Oil futures were likely to find support at USD95.95 a barrel, the low from October 24 and resistance at USD97.81 a barrel, the high from October 30.
The dollar remained supported after the Chicago manufacturing purchasing managers' index on Thursday jumped to 65.9 in October from 55.7 in September. Analysts had expected the index to decline to 55.0 this month.
A separate report showed that that the number of people who filed for unemployment assistance in the U.S. fell broadly in line with market expectations last week.
The U.S. Department of Labor said earlier that the number of individuals filing for initial jobless benefits declined by 10,000 to a seasonally adjusted 340,000 last week.

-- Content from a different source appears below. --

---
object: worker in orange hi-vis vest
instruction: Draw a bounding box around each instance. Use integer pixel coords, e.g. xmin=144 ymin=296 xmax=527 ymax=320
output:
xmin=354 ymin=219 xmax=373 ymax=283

Analysts had expected U.S. jobless claims to fall by 11,000 to 350,000 last week from the previous week's total of 350,000.
The data fuelled speculation that the Fed may start tapering stimulus sooner than expected, after the bank sounded more optimistic than anticipated in its assessment of the economy on Wednesday.
The Fed left its USD85 billion-a-month asset purchase program in place following its monthly policy meeting and gave no clear indication whether it would start scaling back stimulus at the December meeting or continue it into the start of 2014.
A stronger dollar reduces demand for raw materials as an alternative investment and makes dollar-priced commodities more expensive for holders of other currencies.
Meanwhile, oil prices found some support after China's official purchasing managers' index released earlier in the day rose to 51.4 in Octoer, the highest in 18 months, from 51.1 in September.
China is the world's second-biggest oil consumer.
Elsewhere, on the ICE Futures Exchange, Brent oil futures for November delivery rose 0.40% to trade at USD109.28 a barrel, with the spread between the Brent and crude contracts standing at USD12.85 a barrel.